Q : Il y a beaucoup d’allégations concernant les complications liées à la vaccination. Le comité de Pharmacovigilance mis en place par le gouvernement a-t-elle fait état de ses observations, à votre connaissance ?

Pas à ma connaissance. Je sais qu’il y a eu beaucoup de cas où des personnes ont fait des complaintes, mais je ne sais pas ce qui en a découlé.

Q : Mais ce comité, s’il existe effectivement, n’aurait-il pas dû communiquer, ne serait-ce que pour rassurer la population ?

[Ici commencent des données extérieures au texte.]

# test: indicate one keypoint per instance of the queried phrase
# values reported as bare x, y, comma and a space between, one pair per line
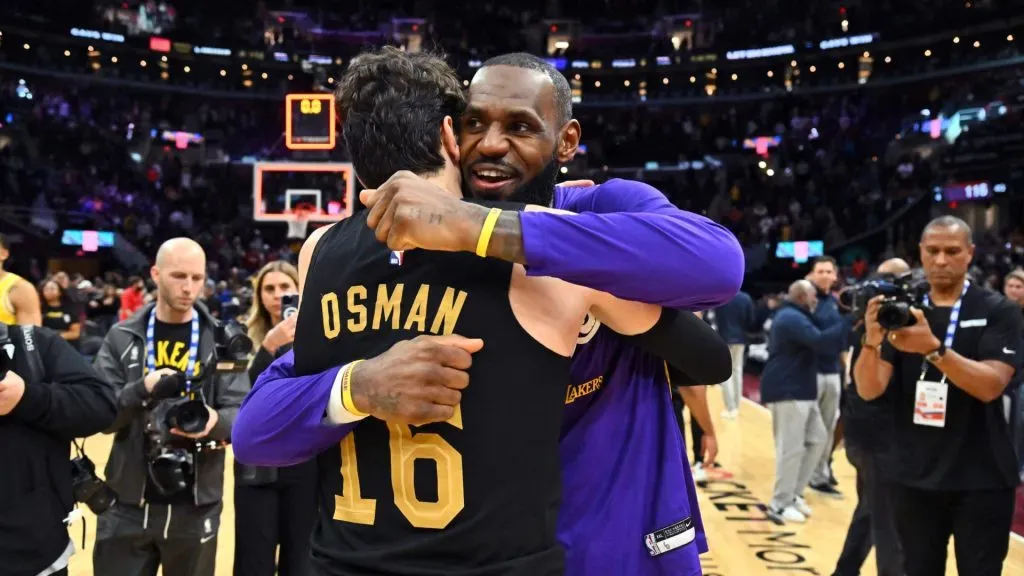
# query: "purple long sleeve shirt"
640, 247
628, 240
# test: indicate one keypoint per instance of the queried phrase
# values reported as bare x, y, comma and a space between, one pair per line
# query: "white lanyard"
151, 348
951, 329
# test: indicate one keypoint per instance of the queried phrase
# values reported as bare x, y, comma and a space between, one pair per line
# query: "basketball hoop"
299, 224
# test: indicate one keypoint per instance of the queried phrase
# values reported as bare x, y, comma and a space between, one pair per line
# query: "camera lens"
893, 316
189, 416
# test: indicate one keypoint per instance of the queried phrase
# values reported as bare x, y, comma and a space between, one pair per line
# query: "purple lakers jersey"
629, 504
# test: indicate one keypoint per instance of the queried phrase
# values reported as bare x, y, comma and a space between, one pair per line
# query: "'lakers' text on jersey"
648, 521
476, 495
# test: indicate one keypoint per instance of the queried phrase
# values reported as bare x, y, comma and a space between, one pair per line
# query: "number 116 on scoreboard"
309, 121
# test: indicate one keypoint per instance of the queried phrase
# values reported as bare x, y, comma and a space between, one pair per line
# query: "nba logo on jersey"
651, 547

Définitivement. On encourage la population à se faire vacciner. Selon l’OMS, les bénéfices sont plus que les risques. Mais, en ce qu’il s’agit des complaintes, il aurait dû y avoir une certaine transparence concernant les cas sur lesquels le comité a enquêté.

Q : Il est de plus en plus question d’un assouplissement des restrictions sanitaires. Le moment est-il propice pour cet assouplissement ?

J’ai appris que les autorités envisagent d’enlever certaines restrictions à la fin de mars. Là n’est pas le moment, selon moi. On fait actuellement face à une vague qui provoque de nombreux cas. Le devoir du gouvernement pour l’instant, c’est d’assurer que les restrictions déjà en vigueur soient respectées en donnant toutes les informations nécessaires. Un assouplissement des restrictions doit dépendre du niveau de « community transmission ». Que se passera-t-il si on a un autre variant après l’Omicron ? La pandémie est toujours là. On attend à ce qu’elle devienne endémique. Mais d’ici là, il faut la contrôler en maintenant et respectant les restrictions sanitaires et en observant religieusement les gestes barrières.